A MORT LE FOOT (Pierre Desproge)
Voici bientôt quatre longues semaines que les gens normaux subissent à longueur d'antenne les dégradantes contorsions manchotes des hordes encaleçonnées sudoripares qui se disputent sur gazon l'honneur minuscule d'être champions de la balle au pied.
Voilà bien la différence entre le singe et le footballeur. Le premier a trop de mains ou pas assez de pieds pour s'abaisser à jouer au football.

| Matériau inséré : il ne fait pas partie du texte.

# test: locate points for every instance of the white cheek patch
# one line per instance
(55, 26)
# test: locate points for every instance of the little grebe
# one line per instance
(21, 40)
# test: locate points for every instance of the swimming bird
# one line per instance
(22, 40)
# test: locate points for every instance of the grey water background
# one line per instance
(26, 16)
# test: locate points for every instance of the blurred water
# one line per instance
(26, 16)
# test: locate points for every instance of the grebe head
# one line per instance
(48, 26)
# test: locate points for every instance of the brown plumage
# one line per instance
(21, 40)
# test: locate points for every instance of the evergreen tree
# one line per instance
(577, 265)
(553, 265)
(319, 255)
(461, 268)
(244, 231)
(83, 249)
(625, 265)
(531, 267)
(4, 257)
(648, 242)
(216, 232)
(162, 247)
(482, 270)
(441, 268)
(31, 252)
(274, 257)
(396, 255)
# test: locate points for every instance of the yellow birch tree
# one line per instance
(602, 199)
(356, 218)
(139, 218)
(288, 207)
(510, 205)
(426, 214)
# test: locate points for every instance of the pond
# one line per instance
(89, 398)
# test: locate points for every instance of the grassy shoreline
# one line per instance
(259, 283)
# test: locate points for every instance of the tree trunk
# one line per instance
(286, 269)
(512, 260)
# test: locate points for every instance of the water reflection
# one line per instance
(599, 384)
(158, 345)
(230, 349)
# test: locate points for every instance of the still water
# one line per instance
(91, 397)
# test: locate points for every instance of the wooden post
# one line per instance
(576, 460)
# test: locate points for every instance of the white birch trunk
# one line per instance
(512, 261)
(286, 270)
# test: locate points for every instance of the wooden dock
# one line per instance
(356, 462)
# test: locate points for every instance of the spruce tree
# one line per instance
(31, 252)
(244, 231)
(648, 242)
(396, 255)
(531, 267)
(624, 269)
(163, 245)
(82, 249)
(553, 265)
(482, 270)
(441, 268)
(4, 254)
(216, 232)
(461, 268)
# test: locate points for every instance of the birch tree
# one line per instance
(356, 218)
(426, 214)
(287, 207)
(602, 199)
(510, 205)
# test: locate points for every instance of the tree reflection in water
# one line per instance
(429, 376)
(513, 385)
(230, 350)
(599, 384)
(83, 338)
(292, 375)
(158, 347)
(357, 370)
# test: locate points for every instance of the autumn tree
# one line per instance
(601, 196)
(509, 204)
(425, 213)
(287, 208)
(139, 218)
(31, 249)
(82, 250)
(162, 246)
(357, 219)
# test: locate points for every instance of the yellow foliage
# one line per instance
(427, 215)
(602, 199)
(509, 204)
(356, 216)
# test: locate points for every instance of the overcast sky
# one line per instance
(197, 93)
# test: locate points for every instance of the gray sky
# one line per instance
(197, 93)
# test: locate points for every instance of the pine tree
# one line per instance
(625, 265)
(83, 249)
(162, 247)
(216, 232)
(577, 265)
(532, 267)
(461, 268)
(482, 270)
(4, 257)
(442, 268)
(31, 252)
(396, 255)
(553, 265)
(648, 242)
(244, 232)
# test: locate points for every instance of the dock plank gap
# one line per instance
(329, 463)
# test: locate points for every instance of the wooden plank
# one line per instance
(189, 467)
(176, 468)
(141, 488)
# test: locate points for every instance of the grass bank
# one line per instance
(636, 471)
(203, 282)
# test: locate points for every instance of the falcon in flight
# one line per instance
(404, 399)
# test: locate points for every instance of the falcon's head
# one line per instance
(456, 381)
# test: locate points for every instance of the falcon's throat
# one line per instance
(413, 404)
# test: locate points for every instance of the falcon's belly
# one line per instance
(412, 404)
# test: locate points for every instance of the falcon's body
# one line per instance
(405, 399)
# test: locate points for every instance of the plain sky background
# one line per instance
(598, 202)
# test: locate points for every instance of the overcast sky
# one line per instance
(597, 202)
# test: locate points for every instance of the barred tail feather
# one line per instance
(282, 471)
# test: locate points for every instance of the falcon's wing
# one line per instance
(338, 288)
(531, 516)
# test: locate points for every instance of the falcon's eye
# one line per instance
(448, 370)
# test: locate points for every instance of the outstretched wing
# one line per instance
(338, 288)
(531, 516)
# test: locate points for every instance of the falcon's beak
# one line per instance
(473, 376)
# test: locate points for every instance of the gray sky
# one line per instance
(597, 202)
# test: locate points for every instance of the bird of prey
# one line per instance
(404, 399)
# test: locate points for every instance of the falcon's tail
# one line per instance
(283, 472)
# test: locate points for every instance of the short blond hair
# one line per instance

Je vous hais, footballers. Vous ne m'avez fait vibrer qu'une fois : le jour où j'ai appris que vous aviez attrape la chiasse mexicaine en suçant des frites aztèques. J'eusse aimé que les amibes vous coupassent les pattes jusqu'à la fin du tournoi. Mais Dieu n'a pas voulu. Ça ne m'a pas surpris de sa part. Il est des vôtres. Il est comme vous. Il est partout, tout le temps, quoi qu'on fasse et où qu'on se planque on ne peut y échapper.

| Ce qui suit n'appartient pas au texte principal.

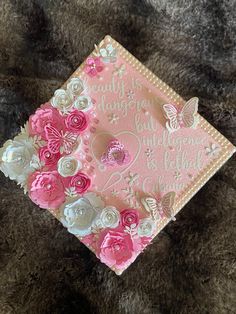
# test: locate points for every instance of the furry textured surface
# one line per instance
(190, 268)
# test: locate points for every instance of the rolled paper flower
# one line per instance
(75, 86)
(78, 216)
(76, 121)
(129, 217)
(47, 158)
(45, 115)
(146, 227)
(115, 248)
(68, 166)
(93, 66)
(83, 103)
(80, 182)
(46, 189)
(115, 154)
(109, 217)
(62, 100)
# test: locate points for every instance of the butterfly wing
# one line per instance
(103, 52)
(69, 141)
(167, 203)
(150, 204)
(171, 114)
(189, 112)
(54, 139)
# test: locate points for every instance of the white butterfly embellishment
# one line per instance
(59, 141)
(108, 53)
(161, 208)
(185, 117)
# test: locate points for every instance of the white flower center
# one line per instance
(117, 247)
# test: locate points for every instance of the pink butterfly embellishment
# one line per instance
(184, 117)
(160, 208)
(115, 154)
(60, 141)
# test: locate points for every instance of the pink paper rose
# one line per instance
(45, 115)
(46, 189)
(76, 121)
(115, 248)
(81, 182)
(93, 66)
(49, 159)
(129, 217)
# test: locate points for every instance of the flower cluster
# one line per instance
(116, 236)
(44, 158)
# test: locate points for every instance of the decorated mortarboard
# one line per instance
(114, 155)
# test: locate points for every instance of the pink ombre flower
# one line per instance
(45, 115)
(46, 189)
(76, 121)
(129, 217)
(93, 66)
(116, 154)
(115, 248)
(49, 159)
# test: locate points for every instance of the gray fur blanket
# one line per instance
(190, 267)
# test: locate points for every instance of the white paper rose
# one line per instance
(18, 158)
(75, 86)
(146, 227)
(109, 217)
(62, 100)
(68, 166)
(79, 215)
(83, 103)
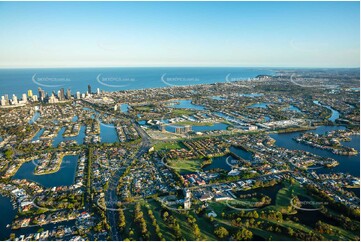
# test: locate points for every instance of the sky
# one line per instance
(117, 34)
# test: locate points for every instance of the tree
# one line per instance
(221, 232)
(243, 234)
(9, 153)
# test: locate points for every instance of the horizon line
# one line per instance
(210, 66)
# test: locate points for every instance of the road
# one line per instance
(111, 194)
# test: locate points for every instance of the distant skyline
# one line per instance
(169, 34)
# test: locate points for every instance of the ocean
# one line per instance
(19, 81)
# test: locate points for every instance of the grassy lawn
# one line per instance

Quand j'étais petit garçon, je me suis cru longtemps anormal parce que je vous repoussais déjà. Je refusais systématiquement de jouer au foot à l'école ou dans la rue. On me disait : Ah, la fille ! ou bien Tiens, il est malade, tellement l'idée d'anormalité est solidement solidaire de la non-footballité.
Je vous emmerde. Je n'ai jamais été malade. Quand à la féninité que vous subodoriez, elle est toujours en moi. Et me pousse aux temps chauds à rechercher la compagnie des femmes. Y compris celle des vôtres que je ne rechigne pas à culbuter quand vous vibrez aux stades.